EVALUATING MICROWAVE BREAST IMAGES

Abstract

INTRODUCTION

Microwave imaging shows potential in medical applications such as tracking breast tumors [1]. It is advantageous over some of the other modalities such as MRI due to its relatively low cost, non-ionizing nature, and non-invasiveness [1].

The Tissue Sensing Adaptive Radar (TSAR) system is developed for microwave breast imaging and acquires reflected signals as an antenna scans the subject at a number of locations [2]. Then, the data is processed and an image is formed using a delay and sum focusing method [2].

The TSAR imaging algorithm involves many parameters, but the effect of each parameter on the image is unclear. Some parameters, such as wave speed (related to permittivity), are difficult to estimate and often inaccurate. A lack of objective image evaluation metrics makes it difficult to determine the magnitude of the effect of a parameter.

The structural similarity (SSIM) index is a tool for objective image quality assessment [3]. It is known for its simplicity and relevance to the human visual system [3]. The SSIM index evaluates how similar two images are by modelling the difference as a weighted product of three independent parameters: luminance, contrast, and structure [3].

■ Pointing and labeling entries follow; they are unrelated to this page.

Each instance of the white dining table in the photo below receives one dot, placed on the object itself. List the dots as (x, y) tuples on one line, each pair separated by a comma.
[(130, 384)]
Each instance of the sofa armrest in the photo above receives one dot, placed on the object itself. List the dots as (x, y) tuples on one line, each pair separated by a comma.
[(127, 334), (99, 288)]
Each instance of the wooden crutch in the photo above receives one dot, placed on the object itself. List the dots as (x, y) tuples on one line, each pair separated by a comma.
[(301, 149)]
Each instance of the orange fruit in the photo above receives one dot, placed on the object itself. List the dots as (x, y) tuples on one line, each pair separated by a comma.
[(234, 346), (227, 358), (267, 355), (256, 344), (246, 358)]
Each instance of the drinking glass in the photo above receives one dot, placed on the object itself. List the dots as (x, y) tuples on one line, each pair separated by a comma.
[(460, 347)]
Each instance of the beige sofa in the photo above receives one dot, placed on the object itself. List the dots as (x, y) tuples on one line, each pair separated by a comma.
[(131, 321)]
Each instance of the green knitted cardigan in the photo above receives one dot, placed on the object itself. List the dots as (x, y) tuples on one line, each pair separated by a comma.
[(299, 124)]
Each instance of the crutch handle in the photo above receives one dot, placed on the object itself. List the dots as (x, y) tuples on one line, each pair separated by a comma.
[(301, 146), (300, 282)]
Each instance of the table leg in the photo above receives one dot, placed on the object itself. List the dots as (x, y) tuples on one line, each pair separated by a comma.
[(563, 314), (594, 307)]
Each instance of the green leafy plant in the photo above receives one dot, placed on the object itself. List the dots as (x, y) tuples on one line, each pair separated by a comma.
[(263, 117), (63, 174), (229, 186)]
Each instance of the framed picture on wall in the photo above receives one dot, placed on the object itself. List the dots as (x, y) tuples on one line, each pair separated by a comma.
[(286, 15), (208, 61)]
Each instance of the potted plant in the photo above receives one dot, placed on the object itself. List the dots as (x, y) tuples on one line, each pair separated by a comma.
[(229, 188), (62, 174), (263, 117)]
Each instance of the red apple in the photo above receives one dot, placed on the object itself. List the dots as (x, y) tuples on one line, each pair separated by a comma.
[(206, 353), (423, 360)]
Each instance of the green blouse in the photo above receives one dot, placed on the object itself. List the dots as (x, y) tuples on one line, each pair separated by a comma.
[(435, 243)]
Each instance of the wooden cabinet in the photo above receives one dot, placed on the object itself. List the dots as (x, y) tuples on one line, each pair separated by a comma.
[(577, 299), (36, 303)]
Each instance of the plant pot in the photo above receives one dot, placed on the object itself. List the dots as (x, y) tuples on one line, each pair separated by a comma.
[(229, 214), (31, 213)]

This study evaluates if the SSIM index is a suitable metric for evaluating microwave breast images. The dominance of each component of the SSIM Index is also investigated.

METHODS

In this study, the effectiveness of the SSIM index is evaluated by changing parameters in the TSAR imaging algorithm, then comparing the image produced to the known reference image using the built-in MATLAB ssim function. Both simulated data and experimental data are investigated. Parameters investigated include wave speed in different regions (using permittivity) and different methods to reduce the dominant reflection from the skin.

RESULTS

The SSIM index is observed to be indicative of the degree of similarities in microwave images. In the cases tested, structure generally has been the most dominant component while contrast is often the least dominant component (Figure 1). Maps of local SSIM index, luminance, contrast, and structure values proved useful in identifying areas of change.

The SSIM index indicated that skin permittivity has the least effect on imaging while interior permittivity is important to be within 10-15%. These observations match expectations.

DISCUSSION AND CONCLUSIONS

The SSIM index looks promising as a suitable image quality metric for microwave breast imaging. It provides an objective and numerical method of evaluating similarity and change between different microwave images. In the future, an improved SSIM index could help identify the effect of some parameters in the TSAR algorithm and optimize the imaging process.